Il pozzo, che come tu ben sai si presta a molteplici metafore e per questo spesso agevola la descrizione di emozioni e tutte quelle faccende interiori difficili comunque da spiegare, ha già nella sua struttura qualcosa di magico perché è un contenitore ed i contenitori hanno tutti un certo fascino. Anche noi siamo dei contenitori, conteniamo noi stessi. La possibilità di cadere in un pozzo ci spaventa, ci terrorizza.

Perché? Perché è buio, perché è freddo, perché è costituito, circondato, ristretto da grosse pareti in pietra o in mattoni (in quelli più antichi) o in cemento armato (in quelli più moderni forse). Pareti che sono comunque mutate nel tempo. Così come anche il fondo -che rappresenta ovviamente il nucleo, il cuore del pozzo- viene modificato nel tempo e dal tempo.

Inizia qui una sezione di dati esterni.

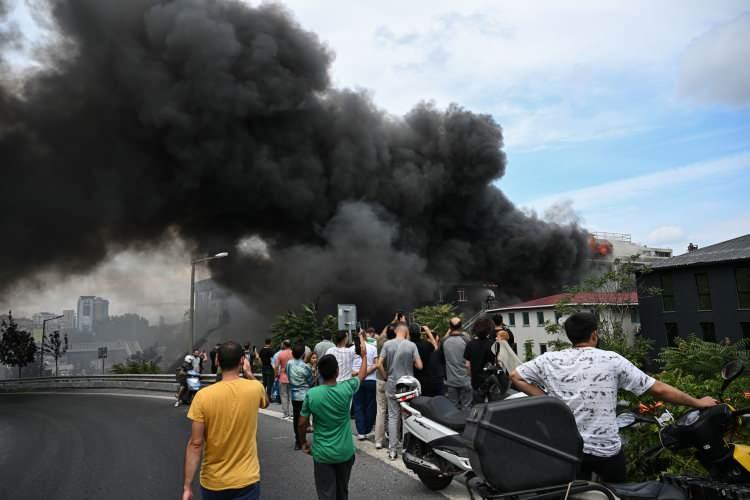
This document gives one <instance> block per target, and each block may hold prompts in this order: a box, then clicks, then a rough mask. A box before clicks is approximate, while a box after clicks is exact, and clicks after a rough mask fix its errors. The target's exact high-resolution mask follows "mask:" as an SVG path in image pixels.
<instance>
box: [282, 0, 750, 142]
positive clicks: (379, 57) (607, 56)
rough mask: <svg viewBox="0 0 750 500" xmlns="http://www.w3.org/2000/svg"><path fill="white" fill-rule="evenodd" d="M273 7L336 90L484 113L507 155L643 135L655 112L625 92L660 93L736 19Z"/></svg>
mask: <svg viewBox="0 0 750 500" xmlns="http://www.w3.org/2000/svg"><path fill="white" fill-rule="evenodd" d="M285 3H286V4H287V5H288V6H289V8H290V10H292V11H293V13H294V15H295V16H296V17H297V18H298V20H299V21H300V23H301V24H302V25H303V27H305V28H307V29H311V30H313V31H315V32H317V33H318V34H319V36H320V38H321V39H322V40H324V41H325V42H327V43H328V44H329V46H330V47H331V48H332V49H333V50H334V51H335V53H336V60H335V62H334V64H333V77H334V81H335V83H336V84H337V85H342V86H350V87H365V88H368V89H371V90H372V91H373V94H374V96H375V101H376V103H377V104H378V105H380V106H383V107H385V108H386V109H387V110H388V111H390V112H392V113H397V114H401V113H404V112H406V111H408V110H409V109H410V108H411V106H413V105H414V104H415V103H416V102H418V101H420V100H425V99H427V100H434V101H436V102H437V104H438V105H441V106H445V105H447V104H448V103H450V102H453V101H455V102H458V103H459V104H463V105H467V106H469V107H471V108H473V109H476V110H478V111H484V112H490V113H493V115H494V116H495V117H496V118H497V119H498V120H499V121H500V123H501V124H502V125H503V126H504V128H505V131H506V145H507V146H508V148H509V149H537V148H542V147H549V146H550V145H558V144H566V143H570V142H580V141H585V140H592V139H599V138H608V137H613V136H622V135H626V134H632V133H633V132H635V131H641V130H643V129H644V128H649V127H650V124H653V121H654V119H655V110H654V109H653V108H652V107H651V106H650V104H649V103H645V102H642V101H643V99H641V98H634V97H633V96H628V95H627V91H628V90H631V89H630V87H632V86H633V84H637V85H644V86H646V87H648V92H649V94H653V93H654V92H655V91H657V92H666V93H670V92H671V91H672V89H671V88H670V87H669V84H668V83H667V82H669V81H670V79H671V76H672V75H671V73H670V71H671V69H672V68H673V67H674V65H675V63H676V61H677V59H678V58H679V56H680V54H682V53H683V52H684V50H685V48H686V46H687V45H688V44H689V43H690V41H691V40H693V39H695V38H696V37H698V36H700V35H701V34H703V33H705V32H706V31H708V30H710V29H712V28H713V27H714V26H717V25H721V24H722V23H726V22H727V21H728V20H731V19H734V18H736V17H737V16H738V15H739V14H740V13H742V12H743V10H746V9H747V3H746V2H743V1H736V0H732V1H726V2H721V3H714V2H701V1H692V2H678V1H671V2H645V1H642V2H625V1H619V2H618V1H615V2H595V1H582V2H575V3H566V4H560V3H550V2H533V1H530V2H495V1H490V0H467V1H464V2H460V3H457V2H452V1H448V0H434V1H424V0H422V1H419V0H415V1H410V2H402V1H395V0H384V1H381V2H377V3H373V2H349V1H345V0H327V1H325V2H315V1H310V0H287V1H286V2H285ZM509 105H511V106H512V107H513V108H514V109H510V108H509Z"/></svg>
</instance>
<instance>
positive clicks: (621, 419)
mask: <svg viewBox="0 0 750 500" xmlns="http://www.w3.org/2000/svg"><path fill="white" fill-rule="evenodd" d="M636 420H637V418H636V417H635V415H634V414H633V413H631V412H627V413H620V414H619V415H617V427H618V428H619V429H626V428H628V427H630V426H631V425H633V424H634V423H635V422H636Z"/></svg>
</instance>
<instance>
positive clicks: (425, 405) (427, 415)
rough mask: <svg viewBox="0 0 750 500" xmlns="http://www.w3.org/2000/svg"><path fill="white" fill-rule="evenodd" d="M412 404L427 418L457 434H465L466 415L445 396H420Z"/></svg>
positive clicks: (412, 401) (413, 400) (420, 412)
mask: <svg viewBox="0 0 750 500" xmlns="http://www.w3.org/2000/svg"><path fill="white" fill-rule="evenodd" d="M410 404H411V406H412V407H413V408H414V409H415V410H417V411H418V412H419V413H421V414H422V415H423V416H424V417H425V418H429V419H430V420H432V421H434V422H437V423H438V424H440V425H444V426H446V427H448V428H449V429H453V430H454V431H456V432H463V430H464V427H465V426H466V415H465V414H464V413H463V412H461V411H460V410H458V409H457V408H456V407H455V406H454V405H453V403H451V401H450V400H449V399H448V398H446V397H444V396H435V397H433V398H428V397H425V396H419V397H417V398H414V399H412V400H411V401H410Z"/></svg>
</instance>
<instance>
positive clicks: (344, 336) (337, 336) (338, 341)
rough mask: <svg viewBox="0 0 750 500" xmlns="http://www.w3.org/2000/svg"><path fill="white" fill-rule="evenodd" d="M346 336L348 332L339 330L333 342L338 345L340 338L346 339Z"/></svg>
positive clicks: (340, 338) (348, 335)
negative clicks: (339, 331)
mask: <svg viewBox="0 0 750 500" xmlns="http://www.w3.org/2000/svg"><path fill="white" fill-rule="evenodd" d="M348 338H349V333H347V332H345V331H343V330H341V331H340V332H339V333H337V334H336V342H335V344H336V345H339V344H340V343H341V341H342V340H345V339H348Z"/></svg>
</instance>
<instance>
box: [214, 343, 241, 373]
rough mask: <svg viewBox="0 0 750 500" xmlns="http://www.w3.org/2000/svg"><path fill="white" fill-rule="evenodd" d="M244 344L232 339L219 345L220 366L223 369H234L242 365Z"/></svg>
mask: <svg viewBox="0 0 750 500" xmlns="http://www.w3.org/2000/svg"><path fill="white" fill-rule="evenodd" d="M242 355H243V353H242V346H241V345H240V344H239V343H237V342H235V341H234V340H230V341H229V342H224V343H223V344H221V345H220V346H219V366H220V367H221V369H222V370H224V371H226V370H234V369H235V368H237V367H238V366H240V361H241V360H242Z"/></svg>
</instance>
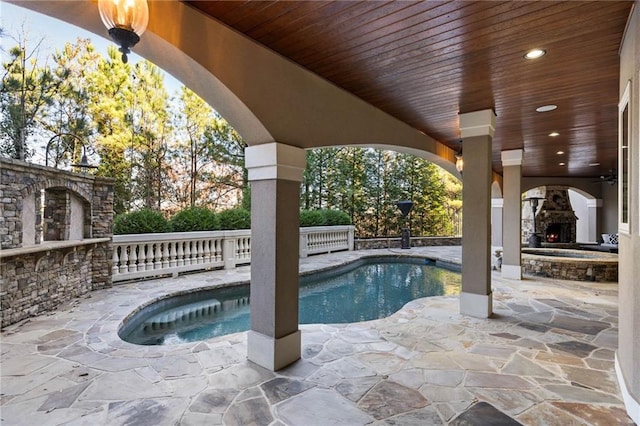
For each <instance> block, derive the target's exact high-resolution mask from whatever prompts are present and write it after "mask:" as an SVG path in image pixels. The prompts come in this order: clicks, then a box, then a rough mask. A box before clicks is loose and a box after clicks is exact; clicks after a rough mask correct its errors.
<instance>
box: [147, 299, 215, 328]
mask: <svg viewBox="0 0 640 426" xmlns="http://www.w3.org/2000/svg"><path fill="white" fill-rule="evenodd" d="M221 310H222V304H221V303H220V301H219V300H217V299H208V300H204V301H201V302H194V303H189V304H188V305H182V306H177V307H175V308H172V309H169V310H167V311H164V312H161V313H159V314H157V315H154V316H152V317H151V318H149V319H147V320H146V321H145V322H144V330H145V331H148V330H163V329H167V328H172V327H173V326H175V325H176V324H178V323H185V322H191V321H194V320H196V319H201V318H206V317H210V316H212V315H215V314H216V313H218V312H220V311H221Z"/></svg>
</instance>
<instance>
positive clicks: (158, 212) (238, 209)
mask: <svg viewBox="0 0 640 426" xmlns="http://www.w3.org/2000/svg"><path fill="white" fill-rule="evenodd" d="M249 228H251V214H250V213H249V212H248V211H247V210H245V209H240V208H237V209H229V210H224V211H222V212H220V213H215V212H213V211H212V210H209V209H207V208H205V207H189V208H186V209H184V210H181V211H179V212H178V213H176V214H175V215H174V216H173V217H172V218H171V219H169V220H167V219H166V218H165V217H164V216H163V215H162V213H160V212H158V211H155V210H151V209H142V210H138V211H134V212H130V213H123V214H120V215H118V216H116V218H115V220H114V222H113V233H114V234H115V235H121V234H147V233H152V232H190V231H217V230H228V229H249Z"/></svg>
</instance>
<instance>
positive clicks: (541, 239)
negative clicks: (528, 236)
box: [524, 197, 544, 247]
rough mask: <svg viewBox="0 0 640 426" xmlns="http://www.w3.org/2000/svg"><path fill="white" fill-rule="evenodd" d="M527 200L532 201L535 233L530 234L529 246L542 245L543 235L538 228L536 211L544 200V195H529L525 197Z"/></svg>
mask: <svg viewBox="0 0 640 426" xmlns="http://www.w3.org/2000/svg"><path fill="white" fill-rule="evenodd" d="M524 200H525V201H529V202H530V203H531V211H532V213H533V234H531V236H529V247H540V246H541V245H542V244H541V243H542V237H541V236H540V235H538V232H537V230H536V211H537V210H538V202H539V201H540V200H544V198H542V197H529V198H525V199H524Z"/></svg>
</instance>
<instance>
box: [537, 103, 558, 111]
mask: <svg viewBox="0 0 640 426" xmlns="http://www.w3.org/2000/svg"><path fill="white" fill-rule="evenodd" d="M555 109H558V105H553V104H549V105H542V106H540V107H538V108H536V111H537V112H549V111H553V110H555Z"/></svg>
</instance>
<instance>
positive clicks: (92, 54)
mask: <svg viewBox="0 0 640 426" xmlns="http://www.w3.org/2000/svg"><path fill="white" fill-rule="evenodd" d="M99 59H100V55H99V54H97V53H96V52H95V49H94V47H93V45H92V44H91V42H90V40H88V39H78V40H77V41H76V42H75V43H73V44H72V43H66V44H65V46H64V48H63V49H62V50H60V51H56V52H55V53H54V54H53V64H54V65H55V68H54V69H53V70H52V75H53V78H54V80H55V81H56V83H57V84H56V85H57V87H58V90H57V92H56V93H55V94H54V95H53V101H52V102H51V104H50V105H48V107H47V113H46V114H44V117H43V119H42V123H41V124H42V127H43V129H44V130H46V133H47V135H51V138H50V139H49V141H50V144H49V145H50V152H49V159H48V160H49V165H52V164H53V165H54V166H56V167H57V166H58V165H59V164H61V163H63V164H66V165H69V164H72V163H78V162H79V161H80V159H81V157H82V154H83V149H85V150H86V151H87V154H88V155H89V156H90V157H91V155H92V154H93V153H94V152H95V148H94V142H93V136H94V133H95V131H94V128H93V125H92V122H91V114H90V111H89V99H88V95H87V89H86V79H87V75H88V74H89V73H91V72H95V69H96V67H97V63H98V60H99ZM94 160H95V159H94Z"/></svg>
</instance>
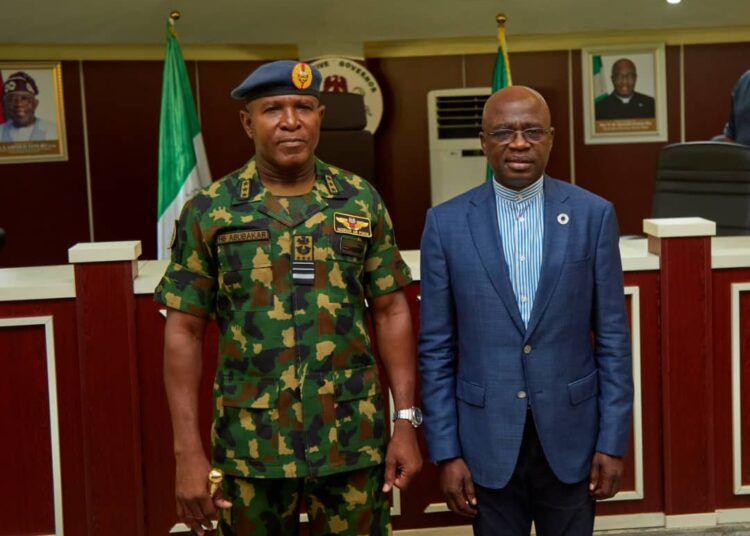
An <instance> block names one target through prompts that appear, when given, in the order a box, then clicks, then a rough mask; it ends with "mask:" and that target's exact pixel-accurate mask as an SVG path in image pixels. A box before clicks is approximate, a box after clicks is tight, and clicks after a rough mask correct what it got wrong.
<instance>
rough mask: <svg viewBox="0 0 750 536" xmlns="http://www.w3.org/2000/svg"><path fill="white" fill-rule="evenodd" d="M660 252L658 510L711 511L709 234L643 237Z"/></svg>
mask: <svg viewBox="0 0 750 536" xmlns="http://www.w3.org/2000/svg"><path fill="white" fill-rule="evenodd" d="M649 251H651V252H658V254H659V256H660V267H661V268H660V319H661V330H662V331H661V337H662V340H661V355H662V366H663V370H662V390H663V391H662V392H663V400H664V402H663V406H662V407H663V419H664V487H665V498H664V512H665V513H666V514H667V515H668V516H669V515H684V514H693V513H706V512H713V511H714V506H715V503H714V488H715V485H714V482H715V481H714V470H713V469H714V466H713V460H714V442H713V430H714V408H713V405H714V404H713V399H714V395H713V392H712V391H713V341H712V337H713V331H712V329H713V321H712V316H711V310H710V308H711V304H712V274H711V239H710V237H708V236H697V237H688V238H655V237H653V236H650V237H649Z"/></svg>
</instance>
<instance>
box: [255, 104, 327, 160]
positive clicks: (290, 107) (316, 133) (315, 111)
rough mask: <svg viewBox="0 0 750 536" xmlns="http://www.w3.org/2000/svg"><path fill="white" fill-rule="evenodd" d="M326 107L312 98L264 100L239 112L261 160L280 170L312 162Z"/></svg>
mask: <svg viewBox="0 0 750 536" xmlns="http://www.w3.org/2000/svg"><path fill="white" fill-rule="evenodd" d="M324 110H325V107H323V106H321V105H320V103H319V102H318V99H317V98H316V97H313V96H310V95H279V96H271V97H261V98H259V99H255V100H254V101H252V102H250V103H249V104H248V105H247V111H241V112H240V120H241V121H242V126H243V128H244V129H245V132H246V133H247V135H248V137H250V139H252V140H253V141H254V142H255V154H256V158H257V159H258V160H261V161H263V162H264V163H266V164H268V165H270V166H272V167H274V168H275V169H278V170H281V171H283V170H286V169H295V168H298V167H301V166H303V165H304V164H306V163H308V162H309V161H310V160H312V159H313V157H314V154H315V148H316V147H317V145H318V139H319V138H320V122H321V120H322V119H323V113H324Z"/></svg>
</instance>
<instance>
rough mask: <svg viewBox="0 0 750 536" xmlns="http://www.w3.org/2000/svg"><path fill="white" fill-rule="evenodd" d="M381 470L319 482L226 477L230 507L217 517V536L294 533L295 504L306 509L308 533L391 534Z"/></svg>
mask: <svg viewBox="0 0 750 536" xmlns="http://www.w3.org/2000/svg"><path fill="white" fill-rule="evenodd" d="M383 476H384V475H383V469H382V466H379V465H377V466H374V467H365V468H364V469H357V470H355V471H347V472H345V473H336V474H333V475H328V476H325V477H322V478H315V477H307V478H266V479H254V480H253V479H244V478H238V477H231V476H230V477H226V478H225V482H224V489H225V493H226V495H227V496H228V497H232V499H233V505H232V508H231V509H227V510H221V512H220V514H219V516H220V517H219V533H220V534H221V535H222V536H246V535H252V536H278V535H280V534H289V535H297V534H299V515H298V513H297V511H298V504H299V502H301V501H302V500H304V501H305V503H306V505H307V514H308V516H309V519H310V524H309V527H310V533H311V534H326V535H328V534H338V535H340V534H357V535H360V534H361V535H366V536H384V535H387V534H391V533H392V531H391V526H390V514H389V508H390V505H389V504H388V498H387V496H386V494H385V493H383V490H382V488H383Z"/></svg>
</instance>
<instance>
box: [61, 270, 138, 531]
mask: <svg viewBox="0 0 750 536" xmlns="http://www.w3.org/2000/svg"><path fill="white" fill-rule="evenodd" d="M75 279H76V296H77V297H76V312H77V319H78V348H79V357H80V367H81V402H82V409H83V411H82V413H83V425H84V426H83V437H84V456H85V458H86V461H87V465H86V503H87V505H88V510H89V520H88V530H89V533H90V534H132V535H135V536H143V534H144V517H143V513H144V509H143V475H142V460H141V432H140V407H139V381H138V370H137V366H138V365H137V361H136V342H135V336H136V329H135V300H134V298H133V270H132V264H131V263H130V262H127V261H125V262H101V263H88V264H77V265H76V266H75Z"/></svg>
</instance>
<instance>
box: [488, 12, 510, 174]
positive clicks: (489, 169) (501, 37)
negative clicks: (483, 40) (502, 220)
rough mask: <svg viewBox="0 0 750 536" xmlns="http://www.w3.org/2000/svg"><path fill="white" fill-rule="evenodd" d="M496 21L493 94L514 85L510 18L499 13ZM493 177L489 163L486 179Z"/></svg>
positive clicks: (488, 164) (502, 14)
mask: <svg viewBox="0 0 750 536" xmlns="http://www.w3.org/2000/svg"><path fill="white" fill-rule="evenodd" d="M495 20H496V21H497V58H496V59H495V68H494V69H493V71H492V93H494V92H495V91H499V90H501V89H503V88H504V87H508V86H512V85H513V82H512V80H511V78H510V61H509V60H508V47H507V46H506V44H505V22H506V21H507V20H508V17H506V16H505V14H504V13H498V14H497V16H496V17H495ZM492 177H493V175H492V168H491V167H490V165H489V163H487V171H486V172H485V178H486V179H487V180H488V181H491V180H492Z"/></svg>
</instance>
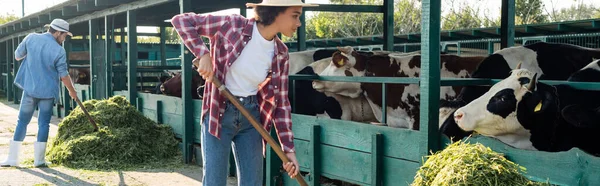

Se guardi da giù c’è uno spiraglio, una via di fuga circolare visibile solo con la luce del giorno e lontanissima da noi. La strada, che conduce all’uscita, alla salvezza, è sempre in salita. Quanto ci somiglia un pozzo? E se attraverso un pozzo noi potessimo raggiungere il nostro nucleo?

Immaginiamo di caderci dentro: superata la fase di panico iniziale, non ci resta che poggiare la schiena alla parete ed il sedere sul cuore. Ad un certo punto, quando ormai ci sentiamo spacciati, da quel fondo compare una porta e noi la apriamo. Increduli e spaventati dobbiamo scegliere se andare o restare. Andiamo.

Entriamo in un’altra dimensione, parallela a quella reale, o meglio, a quella che noi riteniamo reale. Ci avventuriamo in strade sconosciute ed incontriamo personaggi strani mai visti prima. In quel cammino noi abbandoniamo le nostre pareti, abbandoniamo la sensazione claustrofobica dovuta alla ristrettezza che ci portiamo addosso ed entriamo nel nucleo. Qui, ci ritroviamo come eravamo da bambini, quando tutto era più naturale e semplice, quando eravamo veri e non ancora contaminati da influenze sociali stupide e grette. Se non avessimo raggiunto il fondo del pozzo saremmo mai riusciti ad entrare nel nucleo? Avremmo mai affrontato quella porta? La risposta è no. Dunque, ecco che il pozzo diventa un meraviglioso viaggio.